The writer’s girth increased as mine diminished. His greed seemed to pour out of his skin like oil, the great bristle of his beard piebald with age. I paid him and he kept my secret; no one knew of the bastard sitting in the Gianetti pew, or occupying the Gianetti palazzo. And, like Jacopo before me, I lived with the threat of exposure. It became a disease, always present in the blood, but at times virulent, at others, in remission. When Aretino ignored me, the sickness flared up, when he was amicable, my body restored itself.
So the first year passed. Unlike Ira, I lived on. And I knew that ever day I was watched. I could sense it, that unending scrutiny, and remembered how often Aretino had spoken of spies. Spies in the palazzo, spies on the streets, spies from the ghetto. Oh yes, I knew where they came from. I had betrayed the Tabats and my wealth was no protection. At first I thought they would strike, but time passed and they did not. Together with Aretino’s threat I lived with the threat from the ghetto, and I changed. My conscience began to waver. I was rich, of high status, who was I to be judged?
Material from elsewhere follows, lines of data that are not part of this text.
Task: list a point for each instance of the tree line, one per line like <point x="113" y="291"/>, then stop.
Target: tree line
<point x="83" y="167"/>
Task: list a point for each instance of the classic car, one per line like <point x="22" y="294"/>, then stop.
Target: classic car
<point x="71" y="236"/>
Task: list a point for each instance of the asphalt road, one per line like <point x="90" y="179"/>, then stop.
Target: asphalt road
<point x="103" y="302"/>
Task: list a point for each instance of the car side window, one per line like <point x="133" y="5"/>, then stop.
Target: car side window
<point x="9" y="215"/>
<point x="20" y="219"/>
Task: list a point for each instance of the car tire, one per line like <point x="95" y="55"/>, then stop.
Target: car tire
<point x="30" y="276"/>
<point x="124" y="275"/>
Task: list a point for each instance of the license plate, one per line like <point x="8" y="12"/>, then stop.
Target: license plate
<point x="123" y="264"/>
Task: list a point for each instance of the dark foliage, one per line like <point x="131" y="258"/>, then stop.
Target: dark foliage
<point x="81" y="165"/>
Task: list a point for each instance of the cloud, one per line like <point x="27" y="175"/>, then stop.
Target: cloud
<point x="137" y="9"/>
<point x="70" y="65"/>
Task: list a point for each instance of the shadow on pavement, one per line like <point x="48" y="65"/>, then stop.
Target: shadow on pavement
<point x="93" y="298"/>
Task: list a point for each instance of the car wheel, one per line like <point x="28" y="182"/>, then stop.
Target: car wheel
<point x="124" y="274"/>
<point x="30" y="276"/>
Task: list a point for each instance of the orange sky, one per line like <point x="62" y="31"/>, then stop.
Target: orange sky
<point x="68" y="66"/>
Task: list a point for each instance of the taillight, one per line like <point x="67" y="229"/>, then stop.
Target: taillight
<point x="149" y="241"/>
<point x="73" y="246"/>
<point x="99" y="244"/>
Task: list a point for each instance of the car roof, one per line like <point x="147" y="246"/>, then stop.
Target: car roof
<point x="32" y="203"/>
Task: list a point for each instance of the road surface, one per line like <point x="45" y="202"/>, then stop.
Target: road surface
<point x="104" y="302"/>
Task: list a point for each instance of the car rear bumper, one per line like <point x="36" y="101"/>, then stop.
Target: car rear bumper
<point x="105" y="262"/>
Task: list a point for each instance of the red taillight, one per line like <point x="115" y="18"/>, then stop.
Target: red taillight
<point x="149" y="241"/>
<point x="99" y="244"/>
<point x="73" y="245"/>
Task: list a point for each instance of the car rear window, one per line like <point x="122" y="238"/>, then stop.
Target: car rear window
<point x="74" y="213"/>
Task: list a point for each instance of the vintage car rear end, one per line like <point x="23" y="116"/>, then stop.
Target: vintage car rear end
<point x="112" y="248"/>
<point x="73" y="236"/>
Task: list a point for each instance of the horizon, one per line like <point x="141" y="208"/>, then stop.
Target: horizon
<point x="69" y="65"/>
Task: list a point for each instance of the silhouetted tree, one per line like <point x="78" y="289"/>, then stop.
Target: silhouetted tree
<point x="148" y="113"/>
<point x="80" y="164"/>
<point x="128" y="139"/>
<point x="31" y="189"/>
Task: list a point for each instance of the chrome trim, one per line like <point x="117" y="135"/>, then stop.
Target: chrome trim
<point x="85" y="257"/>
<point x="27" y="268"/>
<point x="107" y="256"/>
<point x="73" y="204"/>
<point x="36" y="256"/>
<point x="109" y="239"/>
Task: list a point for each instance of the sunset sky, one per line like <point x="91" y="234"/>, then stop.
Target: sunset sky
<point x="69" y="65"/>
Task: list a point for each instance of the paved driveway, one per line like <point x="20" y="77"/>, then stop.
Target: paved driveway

In the second year that followed Ira’s death I gave myself over to pleasure. Wine was the ideal solution for a guilty conscience and I was glutted with it. Women also, of every race and creed, the Venetian whores always skilful and inventive. With them came the card players, the acrobats, the jesters and tumblers that once I had watched in the park with Ira. In a smear of wine and sex I lunged on, always knowing that the ghetto would one day punish me.
Ghetto, yes, that was the place from which I expected judgement, and I was right. But before they made their move another came into my life. A woman, offering love to a man who had long since ceased to deserve it. A woman who would set in motion the next part of this tale.